Thanks for this interesting question - I've had a fair bit of a think about it - hope the answer's helpful...
If there are 6.5 billion people in the world currently alive, that does make you 6.5 billion
times more likely (given that you are currently alive) to be someone else than you - at least from my
perspective. Though, in fact, from _my_ perspective you are probably more likely to be you since
not all of those 6.5 billion have internet access, and even fewer know about The Answer Shop!
_However_, since the universe is infinite in size and age, there were/are/will be an infinite
number of living beings _you_ could have been (from an objective perspective), so your chances
of being you (_or_ for that matter, _my_ chances of being _me_) - from an objective perspective -
are actually 0+ (by which I mean an infinitesimal amount).
_However_ again, the fact that _you_ _are_ you, (from your perspective) means that that is the _only_
person you could possibly have been - and there is _no_ luck or probability involved - it's a
dead cert! (i.e. probability 1)
To _mis-_quote a line from one of Pierce Brosnan's James Bond movies I saw recently - "everything
that happens is luck (aleph0 = infinity) except destiny (aleph1 = zero)"
Please bear in mind that everything I say is necessarily from _my_ perspective!! :-)

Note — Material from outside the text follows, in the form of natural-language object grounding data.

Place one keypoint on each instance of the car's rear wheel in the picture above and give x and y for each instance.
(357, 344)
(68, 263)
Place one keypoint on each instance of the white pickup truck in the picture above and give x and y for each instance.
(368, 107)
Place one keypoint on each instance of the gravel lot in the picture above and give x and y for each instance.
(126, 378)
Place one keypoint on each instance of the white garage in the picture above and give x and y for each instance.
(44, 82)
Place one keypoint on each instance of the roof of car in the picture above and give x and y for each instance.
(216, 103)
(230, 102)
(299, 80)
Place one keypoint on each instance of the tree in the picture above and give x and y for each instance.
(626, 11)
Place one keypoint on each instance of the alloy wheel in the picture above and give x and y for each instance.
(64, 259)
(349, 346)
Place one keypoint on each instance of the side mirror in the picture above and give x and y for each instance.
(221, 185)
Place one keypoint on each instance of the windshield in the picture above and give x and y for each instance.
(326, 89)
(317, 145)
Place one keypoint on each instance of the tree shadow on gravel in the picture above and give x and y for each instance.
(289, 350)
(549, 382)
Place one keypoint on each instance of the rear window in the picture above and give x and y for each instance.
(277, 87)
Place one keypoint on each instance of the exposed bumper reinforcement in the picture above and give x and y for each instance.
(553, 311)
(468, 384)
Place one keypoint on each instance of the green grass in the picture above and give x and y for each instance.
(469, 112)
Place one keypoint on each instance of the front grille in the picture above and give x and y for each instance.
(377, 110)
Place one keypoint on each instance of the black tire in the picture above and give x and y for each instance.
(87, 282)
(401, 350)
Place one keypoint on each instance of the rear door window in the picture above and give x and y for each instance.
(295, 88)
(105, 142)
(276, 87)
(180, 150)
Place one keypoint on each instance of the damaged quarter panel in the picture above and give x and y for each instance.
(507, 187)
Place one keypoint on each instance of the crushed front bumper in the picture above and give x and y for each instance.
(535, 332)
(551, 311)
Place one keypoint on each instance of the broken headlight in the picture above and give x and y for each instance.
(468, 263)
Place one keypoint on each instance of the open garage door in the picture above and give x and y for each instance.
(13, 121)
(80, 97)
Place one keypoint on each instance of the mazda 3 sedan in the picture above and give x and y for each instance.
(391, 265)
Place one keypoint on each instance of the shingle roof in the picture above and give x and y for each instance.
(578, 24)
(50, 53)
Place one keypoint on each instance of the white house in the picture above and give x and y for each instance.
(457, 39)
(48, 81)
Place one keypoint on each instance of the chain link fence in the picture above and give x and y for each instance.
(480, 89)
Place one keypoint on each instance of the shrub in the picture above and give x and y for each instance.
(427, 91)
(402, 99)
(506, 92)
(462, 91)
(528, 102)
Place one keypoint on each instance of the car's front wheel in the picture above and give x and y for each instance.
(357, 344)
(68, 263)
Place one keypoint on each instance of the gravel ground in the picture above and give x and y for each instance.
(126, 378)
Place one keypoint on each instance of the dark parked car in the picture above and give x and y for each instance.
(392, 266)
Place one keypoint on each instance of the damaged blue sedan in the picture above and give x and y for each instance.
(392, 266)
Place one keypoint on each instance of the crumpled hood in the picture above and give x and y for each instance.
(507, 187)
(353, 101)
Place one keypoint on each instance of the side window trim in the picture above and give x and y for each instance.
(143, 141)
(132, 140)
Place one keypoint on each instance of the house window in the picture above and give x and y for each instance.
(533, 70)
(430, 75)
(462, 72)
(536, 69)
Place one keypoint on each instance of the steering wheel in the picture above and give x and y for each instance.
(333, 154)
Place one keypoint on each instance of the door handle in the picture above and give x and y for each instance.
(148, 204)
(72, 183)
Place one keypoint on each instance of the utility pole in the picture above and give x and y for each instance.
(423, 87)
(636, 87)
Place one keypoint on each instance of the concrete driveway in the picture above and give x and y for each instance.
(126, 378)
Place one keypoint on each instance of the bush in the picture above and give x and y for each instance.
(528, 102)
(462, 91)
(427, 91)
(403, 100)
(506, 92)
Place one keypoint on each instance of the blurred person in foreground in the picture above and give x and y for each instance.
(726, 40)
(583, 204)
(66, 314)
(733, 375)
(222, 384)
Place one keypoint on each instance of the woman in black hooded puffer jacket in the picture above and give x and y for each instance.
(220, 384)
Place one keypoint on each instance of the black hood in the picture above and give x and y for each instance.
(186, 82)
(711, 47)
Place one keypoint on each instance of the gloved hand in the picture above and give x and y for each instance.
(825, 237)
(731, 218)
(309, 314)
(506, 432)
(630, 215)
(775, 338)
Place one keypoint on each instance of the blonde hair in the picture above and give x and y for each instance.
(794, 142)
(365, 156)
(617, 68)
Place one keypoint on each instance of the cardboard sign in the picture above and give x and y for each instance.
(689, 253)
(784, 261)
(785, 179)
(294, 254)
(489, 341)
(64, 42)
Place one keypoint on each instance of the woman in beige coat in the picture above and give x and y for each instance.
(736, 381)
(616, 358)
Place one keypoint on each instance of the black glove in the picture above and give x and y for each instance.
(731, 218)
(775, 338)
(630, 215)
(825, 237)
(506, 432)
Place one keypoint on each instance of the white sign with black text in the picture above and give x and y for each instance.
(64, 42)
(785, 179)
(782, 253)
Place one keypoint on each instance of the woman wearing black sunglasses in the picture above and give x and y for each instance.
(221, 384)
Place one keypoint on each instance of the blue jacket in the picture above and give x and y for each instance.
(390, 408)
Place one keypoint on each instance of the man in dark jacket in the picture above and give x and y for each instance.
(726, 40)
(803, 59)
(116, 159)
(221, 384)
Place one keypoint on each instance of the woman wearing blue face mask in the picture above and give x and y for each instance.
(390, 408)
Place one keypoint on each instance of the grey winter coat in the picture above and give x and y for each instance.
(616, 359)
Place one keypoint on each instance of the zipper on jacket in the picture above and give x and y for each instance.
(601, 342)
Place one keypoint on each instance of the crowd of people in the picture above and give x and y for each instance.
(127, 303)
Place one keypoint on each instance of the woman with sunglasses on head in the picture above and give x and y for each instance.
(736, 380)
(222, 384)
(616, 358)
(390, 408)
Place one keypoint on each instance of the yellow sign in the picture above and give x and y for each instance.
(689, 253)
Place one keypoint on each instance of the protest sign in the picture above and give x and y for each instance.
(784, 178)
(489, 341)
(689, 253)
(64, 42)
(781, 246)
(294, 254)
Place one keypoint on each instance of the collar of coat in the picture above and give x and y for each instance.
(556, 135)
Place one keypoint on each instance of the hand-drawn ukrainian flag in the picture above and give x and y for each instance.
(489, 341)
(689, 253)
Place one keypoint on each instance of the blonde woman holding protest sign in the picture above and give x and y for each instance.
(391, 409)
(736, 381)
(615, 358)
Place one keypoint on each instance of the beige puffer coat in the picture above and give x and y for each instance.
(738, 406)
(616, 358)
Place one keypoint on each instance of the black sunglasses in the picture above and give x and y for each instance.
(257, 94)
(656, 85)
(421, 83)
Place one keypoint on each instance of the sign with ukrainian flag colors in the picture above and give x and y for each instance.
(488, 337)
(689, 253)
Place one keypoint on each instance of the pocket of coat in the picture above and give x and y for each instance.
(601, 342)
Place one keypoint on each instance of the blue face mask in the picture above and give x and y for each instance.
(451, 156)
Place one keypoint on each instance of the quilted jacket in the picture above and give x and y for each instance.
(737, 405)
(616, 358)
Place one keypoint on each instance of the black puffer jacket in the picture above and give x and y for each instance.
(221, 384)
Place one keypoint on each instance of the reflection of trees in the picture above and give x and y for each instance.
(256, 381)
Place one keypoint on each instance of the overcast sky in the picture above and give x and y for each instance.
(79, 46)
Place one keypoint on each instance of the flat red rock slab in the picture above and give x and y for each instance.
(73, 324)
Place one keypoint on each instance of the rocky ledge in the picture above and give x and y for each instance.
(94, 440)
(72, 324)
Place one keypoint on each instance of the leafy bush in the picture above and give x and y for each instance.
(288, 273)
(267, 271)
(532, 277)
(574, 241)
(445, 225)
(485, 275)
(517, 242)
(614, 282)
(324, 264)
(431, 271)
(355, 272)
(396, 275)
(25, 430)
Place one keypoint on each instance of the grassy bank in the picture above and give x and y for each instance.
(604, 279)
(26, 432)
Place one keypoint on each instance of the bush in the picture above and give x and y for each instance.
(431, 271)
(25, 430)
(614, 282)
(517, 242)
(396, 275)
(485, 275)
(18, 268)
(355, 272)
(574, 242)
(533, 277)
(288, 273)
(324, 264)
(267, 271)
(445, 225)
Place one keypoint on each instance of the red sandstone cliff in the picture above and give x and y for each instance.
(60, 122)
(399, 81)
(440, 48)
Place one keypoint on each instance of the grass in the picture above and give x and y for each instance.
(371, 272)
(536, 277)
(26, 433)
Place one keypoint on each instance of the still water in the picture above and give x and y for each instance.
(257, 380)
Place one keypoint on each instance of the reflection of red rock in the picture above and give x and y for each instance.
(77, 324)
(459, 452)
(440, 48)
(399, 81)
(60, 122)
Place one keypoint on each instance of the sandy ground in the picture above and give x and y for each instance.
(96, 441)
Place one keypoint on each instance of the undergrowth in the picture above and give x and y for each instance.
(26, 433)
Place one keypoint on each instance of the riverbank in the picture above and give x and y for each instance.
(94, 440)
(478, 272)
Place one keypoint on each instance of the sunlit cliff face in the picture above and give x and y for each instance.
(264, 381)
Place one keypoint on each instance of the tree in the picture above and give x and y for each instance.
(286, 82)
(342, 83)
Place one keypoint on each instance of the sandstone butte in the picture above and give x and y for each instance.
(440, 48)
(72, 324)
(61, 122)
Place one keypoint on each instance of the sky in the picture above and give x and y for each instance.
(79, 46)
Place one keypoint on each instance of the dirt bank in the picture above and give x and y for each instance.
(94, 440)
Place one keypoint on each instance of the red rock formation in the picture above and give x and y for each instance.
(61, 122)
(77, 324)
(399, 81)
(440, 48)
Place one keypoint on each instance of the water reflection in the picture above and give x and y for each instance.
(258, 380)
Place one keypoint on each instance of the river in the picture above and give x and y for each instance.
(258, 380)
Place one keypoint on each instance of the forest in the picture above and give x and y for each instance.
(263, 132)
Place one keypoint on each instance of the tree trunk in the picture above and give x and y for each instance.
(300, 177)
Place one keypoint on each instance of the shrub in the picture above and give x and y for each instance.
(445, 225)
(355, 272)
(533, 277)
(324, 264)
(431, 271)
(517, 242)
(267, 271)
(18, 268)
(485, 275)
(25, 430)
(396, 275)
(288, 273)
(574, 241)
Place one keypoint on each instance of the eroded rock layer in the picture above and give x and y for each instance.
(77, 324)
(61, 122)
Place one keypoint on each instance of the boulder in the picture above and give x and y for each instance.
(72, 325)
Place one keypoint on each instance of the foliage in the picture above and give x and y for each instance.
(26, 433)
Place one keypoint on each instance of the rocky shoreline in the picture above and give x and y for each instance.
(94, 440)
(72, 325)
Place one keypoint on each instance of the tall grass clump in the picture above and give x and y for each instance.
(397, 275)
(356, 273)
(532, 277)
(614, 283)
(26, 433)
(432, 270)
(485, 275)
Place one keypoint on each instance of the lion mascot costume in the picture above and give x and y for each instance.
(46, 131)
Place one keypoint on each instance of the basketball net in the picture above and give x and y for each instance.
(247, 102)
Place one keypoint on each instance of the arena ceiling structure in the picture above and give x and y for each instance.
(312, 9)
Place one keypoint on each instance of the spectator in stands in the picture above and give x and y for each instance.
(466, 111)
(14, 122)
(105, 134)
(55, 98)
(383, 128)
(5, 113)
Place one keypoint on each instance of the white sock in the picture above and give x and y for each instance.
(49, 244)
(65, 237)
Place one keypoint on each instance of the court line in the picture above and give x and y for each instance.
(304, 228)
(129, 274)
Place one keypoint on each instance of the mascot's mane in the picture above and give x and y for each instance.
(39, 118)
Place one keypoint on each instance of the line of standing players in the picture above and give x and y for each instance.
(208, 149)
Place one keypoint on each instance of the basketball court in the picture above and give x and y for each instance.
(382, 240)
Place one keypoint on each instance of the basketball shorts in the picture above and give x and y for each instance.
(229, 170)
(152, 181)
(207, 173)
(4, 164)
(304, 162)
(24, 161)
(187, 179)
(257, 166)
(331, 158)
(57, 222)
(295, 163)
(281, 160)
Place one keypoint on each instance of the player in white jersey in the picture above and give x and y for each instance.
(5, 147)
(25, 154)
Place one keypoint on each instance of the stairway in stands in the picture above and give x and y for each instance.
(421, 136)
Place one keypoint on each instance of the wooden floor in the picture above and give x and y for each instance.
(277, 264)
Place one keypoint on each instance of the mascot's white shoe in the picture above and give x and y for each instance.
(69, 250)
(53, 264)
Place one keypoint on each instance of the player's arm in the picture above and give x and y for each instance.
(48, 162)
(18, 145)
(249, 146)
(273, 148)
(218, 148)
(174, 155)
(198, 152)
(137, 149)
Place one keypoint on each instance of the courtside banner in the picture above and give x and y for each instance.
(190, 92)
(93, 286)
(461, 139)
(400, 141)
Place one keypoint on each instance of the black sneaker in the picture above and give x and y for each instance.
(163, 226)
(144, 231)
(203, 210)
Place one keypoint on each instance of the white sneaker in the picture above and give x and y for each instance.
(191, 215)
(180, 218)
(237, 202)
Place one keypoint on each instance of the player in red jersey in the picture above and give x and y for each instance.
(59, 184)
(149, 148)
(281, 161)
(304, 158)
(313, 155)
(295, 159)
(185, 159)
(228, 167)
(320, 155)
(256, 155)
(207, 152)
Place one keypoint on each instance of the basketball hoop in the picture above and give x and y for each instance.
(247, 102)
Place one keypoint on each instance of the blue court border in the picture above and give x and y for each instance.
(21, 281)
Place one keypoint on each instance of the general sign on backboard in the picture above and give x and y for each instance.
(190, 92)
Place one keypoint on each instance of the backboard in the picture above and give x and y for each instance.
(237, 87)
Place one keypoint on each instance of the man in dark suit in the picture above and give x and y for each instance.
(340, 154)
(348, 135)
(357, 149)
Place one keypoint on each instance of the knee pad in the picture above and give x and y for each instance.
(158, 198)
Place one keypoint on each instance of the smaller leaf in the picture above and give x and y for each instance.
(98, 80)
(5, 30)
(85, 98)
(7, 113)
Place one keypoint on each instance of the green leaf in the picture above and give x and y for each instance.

As regards your parents, from an objective, mathematical, viewpoint, if one accepts that their
probabilities of being themselves are (approx) 6.5 billion to one, then one could fairly argue
that the probability of you being born to the pair of them is (in the face of no other evidence
i.e. all other things being equal) approx (6.5 billion x 6.5 billion) to one. However, there
are several reasons why such a view is oversimplistic, even mathematically, because, for instance
I am sure neither of them chose each other from an equally likely pool of all living humans -
most of which they wouldn't even have met (for geographical reasons if no other). It is always
important when calculating probabilities to state clearly (and often in some detail) your assumptions
as these are directly related to prior probabilities which (as Bayes made clear) can have
dramatic effects on results of probabilistic calculations.
Your question is a very good example of the above:- given an objective standpoint your chances of
being you are zero. Given _your_ standpoint (I'm assuming) your chances of being you are 1. You
can't get much more differing probabilistic results than that!